Le second sujet évoqué par M. Macron concerne essentiellement les influences extérieures qui, via les cyberattaques et autres « infox », visent à manipuler les élections. « Nous ne pouvons pas nous permettre d’être naïfs. […] Il y a des gens qui veulent perturber les élections européennes, et qui disposent d’outils très sophistiqués », avait ainsi prévenu Frans Timmermans, le vice-président de la Commission, en décembre dernier. La campagne sur le Brexit, au Royaume-Uni, aurait donné lieu à de telles ingérences, des chercheurs de l’Université d’Édimbourg ayant identifié pas moins de 400 faux comptes créés sur les réseaux sociaux pour diffuser des messages hostiles à l’Union européenne.

« Notre liberté première est la liberté démocratique, celle de choisir nos gouvernants là où, à chaque scrutin, des puissances étrangères cherchent à peser sur nos votes », a résumé M. Macron, avant de proposer la création d’une « Agence européenne de protection des démocraties qui fournira des experts européens à chaque État membre pour protéger son processus électoral contre les cyberattaques et les manipulations. » Et, pour faire bonne mesure, il estime également qu’il faudrait « interdire le financement des partis politiques européens par des puissances étrangères » et « bannir d’Internet, par des règles européennes, tous les discours de haine et de violence, car le respect de l’individu est le fondement de notre civilisation de dignité. »

Enfin, au chapitre « protéger notre continent », Emmanuel Macron estime que l’UE a « oublié de regarder les réalités du monde ». Et, selon lui, « aucune communauté ne crée de sentiment d’appartenance si elle n’a pas des limites qu’elle protège ». D’où la nécessité de veiller sur les frontières européennes. « La frontière, c’est la liberté en sécurité », insiste-t-il.

Aussi, le président français propose de « remettre à plat l’espace Schengen » et de mettre en place une « police des frontières commune et un office européen de l’asile », avec des obligations strictes de contrôle et une solidarité européenne à laquelle chaque pays contribue. Et le tout sous l’autorité d’une « Conseil européen de sécurité intérieure. »

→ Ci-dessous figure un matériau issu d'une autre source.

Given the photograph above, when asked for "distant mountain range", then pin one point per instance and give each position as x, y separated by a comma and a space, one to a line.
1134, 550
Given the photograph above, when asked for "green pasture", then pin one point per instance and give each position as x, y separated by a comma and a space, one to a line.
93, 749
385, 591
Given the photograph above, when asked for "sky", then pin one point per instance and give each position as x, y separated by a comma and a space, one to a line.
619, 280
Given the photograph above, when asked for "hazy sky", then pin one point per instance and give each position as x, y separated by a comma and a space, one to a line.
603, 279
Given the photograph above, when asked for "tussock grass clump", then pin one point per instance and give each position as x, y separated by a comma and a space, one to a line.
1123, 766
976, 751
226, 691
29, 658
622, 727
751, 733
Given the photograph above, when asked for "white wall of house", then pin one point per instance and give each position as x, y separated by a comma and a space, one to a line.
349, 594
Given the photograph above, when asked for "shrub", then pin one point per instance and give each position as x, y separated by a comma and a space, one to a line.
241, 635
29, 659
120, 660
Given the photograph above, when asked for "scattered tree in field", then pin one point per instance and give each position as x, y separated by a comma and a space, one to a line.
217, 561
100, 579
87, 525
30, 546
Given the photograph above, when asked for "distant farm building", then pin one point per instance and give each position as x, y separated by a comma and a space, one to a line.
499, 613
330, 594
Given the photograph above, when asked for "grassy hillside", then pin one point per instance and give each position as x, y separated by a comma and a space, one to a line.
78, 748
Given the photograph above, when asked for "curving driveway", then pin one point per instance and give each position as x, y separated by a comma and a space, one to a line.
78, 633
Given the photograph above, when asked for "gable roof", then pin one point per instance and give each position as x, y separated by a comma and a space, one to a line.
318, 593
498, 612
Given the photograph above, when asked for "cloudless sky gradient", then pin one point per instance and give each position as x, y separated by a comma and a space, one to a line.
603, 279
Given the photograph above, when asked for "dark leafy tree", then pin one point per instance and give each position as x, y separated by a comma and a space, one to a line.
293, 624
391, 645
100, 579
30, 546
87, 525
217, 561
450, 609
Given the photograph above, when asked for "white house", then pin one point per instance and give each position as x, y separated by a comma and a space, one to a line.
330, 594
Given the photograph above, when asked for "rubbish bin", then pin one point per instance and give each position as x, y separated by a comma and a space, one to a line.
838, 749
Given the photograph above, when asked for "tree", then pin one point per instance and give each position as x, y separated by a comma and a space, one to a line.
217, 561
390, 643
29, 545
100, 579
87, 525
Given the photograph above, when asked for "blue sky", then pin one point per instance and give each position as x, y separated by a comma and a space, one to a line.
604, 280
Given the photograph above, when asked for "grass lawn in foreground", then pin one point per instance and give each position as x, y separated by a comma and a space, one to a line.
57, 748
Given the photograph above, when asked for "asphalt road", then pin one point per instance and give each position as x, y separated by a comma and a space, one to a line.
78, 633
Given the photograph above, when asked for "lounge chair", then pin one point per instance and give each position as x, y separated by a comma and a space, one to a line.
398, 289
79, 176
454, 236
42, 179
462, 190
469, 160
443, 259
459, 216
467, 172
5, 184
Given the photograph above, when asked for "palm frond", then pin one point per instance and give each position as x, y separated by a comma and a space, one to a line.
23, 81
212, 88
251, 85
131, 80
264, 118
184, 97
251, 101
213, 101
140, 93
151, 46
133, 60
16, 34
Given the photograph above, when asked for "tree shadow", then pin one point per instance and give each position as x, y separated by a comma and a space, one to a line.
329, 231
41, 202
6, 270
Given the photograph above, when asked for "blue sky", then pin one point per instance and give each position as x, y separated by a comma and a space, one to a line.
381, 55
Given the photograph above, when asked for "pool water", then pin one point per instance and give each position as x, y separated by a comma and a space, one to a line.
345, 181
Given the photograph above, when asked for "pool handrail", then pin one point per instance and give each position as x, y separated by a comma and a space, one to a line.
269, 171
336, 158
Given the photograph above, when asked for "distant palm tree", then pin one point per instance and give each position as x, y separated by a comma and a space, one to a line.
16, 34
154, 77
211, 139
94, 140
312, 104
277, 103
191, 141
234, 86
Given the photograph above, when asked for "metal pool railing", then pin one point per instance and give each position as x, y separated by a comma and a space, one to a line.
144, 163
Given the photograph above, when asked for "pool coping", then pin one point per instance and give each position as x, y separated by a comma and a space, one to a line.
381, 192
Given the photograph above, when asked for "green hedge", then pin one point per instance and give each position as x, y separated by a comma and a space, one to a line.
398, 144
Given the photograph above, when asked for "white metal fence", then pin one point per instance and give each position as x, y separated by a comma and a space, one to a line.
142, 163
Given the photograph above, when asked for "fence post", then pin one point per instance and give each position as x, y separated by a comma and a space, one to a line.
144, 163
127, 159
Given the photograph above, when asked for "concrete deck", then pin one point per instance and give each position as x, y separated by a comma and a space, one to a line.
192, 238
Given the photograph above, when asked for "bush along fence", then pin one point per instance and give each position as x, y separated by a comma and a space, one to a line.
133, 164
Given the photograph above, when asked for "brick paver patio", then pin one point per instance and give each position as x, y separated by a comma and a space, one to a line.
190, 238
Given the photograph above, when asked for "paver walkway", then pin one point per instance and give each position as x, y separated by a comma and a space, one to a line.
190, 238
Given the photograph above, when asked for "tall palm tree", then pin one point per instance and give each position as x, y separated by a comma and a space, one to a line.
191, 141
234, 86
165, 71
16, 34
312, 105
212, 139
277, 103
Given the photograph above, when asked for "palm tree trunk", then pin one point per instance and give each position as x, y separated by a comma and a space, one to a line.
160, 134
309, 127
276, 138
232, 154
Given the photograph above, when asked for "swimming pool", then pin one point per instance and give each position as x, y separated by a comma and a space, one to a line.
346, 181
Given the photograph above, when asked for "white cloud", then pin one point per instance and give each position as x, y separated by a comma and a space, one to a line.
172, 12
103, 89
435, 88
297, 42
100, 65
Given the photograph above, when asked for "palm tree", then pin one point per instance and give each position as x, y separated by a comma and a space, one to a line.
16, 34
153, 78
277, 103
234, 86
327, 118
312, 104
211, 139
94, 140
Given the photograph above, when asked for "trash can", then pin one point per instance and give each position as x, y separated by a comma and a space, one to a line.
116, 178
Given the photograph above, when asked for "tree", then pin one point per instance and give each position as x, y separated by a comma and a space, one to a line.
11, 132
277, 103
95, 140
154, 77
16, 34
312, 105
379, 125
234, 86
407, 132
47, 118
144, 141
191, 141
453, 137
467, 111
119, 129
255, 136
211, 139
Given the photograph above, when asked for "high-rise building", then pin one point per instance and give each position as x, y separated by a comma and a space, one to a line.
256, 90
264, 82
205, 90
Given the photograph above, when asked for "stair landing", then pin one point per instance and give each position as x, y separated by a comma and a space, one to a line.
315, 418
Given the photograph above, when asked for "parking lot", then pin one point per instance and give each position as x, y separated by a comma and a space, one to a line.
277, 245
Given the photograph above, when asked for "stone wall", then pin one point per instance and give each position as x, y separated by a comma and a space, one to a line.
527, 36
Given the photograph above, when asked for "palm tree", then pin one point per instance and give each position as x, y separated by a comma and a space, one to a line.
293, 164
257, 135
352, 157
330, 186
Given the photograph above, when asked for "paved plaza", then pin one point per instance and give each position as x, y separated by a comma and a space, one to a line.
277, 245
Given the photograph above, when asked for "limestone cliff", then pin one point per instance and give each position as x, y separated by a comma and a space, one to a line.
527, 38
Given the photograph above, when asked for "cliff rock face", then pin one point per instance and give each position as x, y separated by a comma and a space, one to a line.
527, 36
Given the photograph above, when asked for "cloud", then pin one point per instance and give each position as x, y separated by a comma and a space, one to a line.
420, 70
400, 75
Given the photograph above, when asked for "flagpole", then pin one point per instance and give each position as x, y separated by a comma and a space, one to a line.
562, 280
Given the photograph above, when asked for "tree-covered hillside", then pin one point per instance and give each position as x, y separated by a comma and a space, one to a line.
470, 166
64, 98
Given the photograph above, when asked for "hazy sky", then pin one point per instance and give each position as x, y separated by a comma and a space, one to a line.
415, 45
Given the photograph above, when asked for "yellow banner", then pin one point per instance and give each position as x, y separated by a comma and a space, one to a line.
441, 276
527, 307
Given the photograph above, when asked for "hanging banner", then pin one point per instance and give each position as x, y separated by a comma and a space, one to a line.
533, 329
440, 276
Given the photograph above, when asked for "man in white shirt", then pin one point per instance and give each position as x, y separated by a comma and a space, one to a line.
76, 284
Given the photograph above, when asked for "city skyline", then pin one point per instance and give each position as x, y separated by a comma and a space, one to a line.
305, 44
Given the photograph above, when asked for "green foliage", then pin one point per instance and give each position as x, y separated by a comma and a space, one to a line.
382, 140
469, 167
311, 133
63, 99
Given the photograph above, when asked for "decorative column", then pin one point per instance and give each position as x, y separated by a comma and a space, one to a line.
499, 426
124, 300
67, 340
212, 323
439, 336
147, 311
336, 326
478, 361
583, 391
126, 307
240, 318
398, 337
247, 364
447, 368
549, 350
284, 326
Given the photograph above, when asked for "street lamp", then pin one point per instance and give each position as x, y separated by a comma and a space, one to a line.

Cela étant, M. Macron n’a pas oublié la défense européenne. Et si d’importants progrès ont été accompli ces dernières années avec le Fonds européen de défense et la coopération structurée permanente, il s’agit d’aller encore plus loin puisqu’il propose un « traité de défense et de sécurité » pour l’UE.

Ce texte « devra définir nos obligations indispensables, en lien avec l’Otan et nos alliés européens : augmentation des dépenses militaires et clause de défense mutuelle rendue opérationnelle », explique-t-il.

En clair, et comme il l’avait déjà annoncé en août 2018 lors de la Conférence des ambassadeurs, l’idée est de renforcer la portée de l’article 42-7 du Traité sur l’Union européenne, lequel prévoit que les États membres doivent « aide et porte assistance par tous les moyens en leur pouvoir  » à l’un d’entre-eux s’il fait l’objet d’une « agression armée sur son territoire. » Mais il s’agit aussi de renforcer le pilier européen de l’Otan en doter l’UE d’une autonomie stratégique par rapport aux États-Unis.

En outre, ce nouveau traité instituerait un « Conseil de sécurité européen », comme l’avait déjà proposé Angela Merkel, la chancelière allemande, en novembre dernier. Et, à l’époque, elle avait estimé qu’il ne fallait « plus appliquer la règle de l’unanimité » dans ce domaine afin de permettre à l’UE d’agir plus facilement sur la scène internationale ».

Dans sa tribune, M. Macron reprend donc à son compte l’idée de ce Conseil de sécurité européen en voulant y associer le Royaume-Uni « pour préparer nos décisions collectives. » Pour rappel, Londres a rejoint l’Initiative européenne d’intervention [IEI] lancée par Paris en dehors du cadre de l’UE afin de développer une culture stratégique européenne et à renforcer la capacité des pays européens à agir ensemble.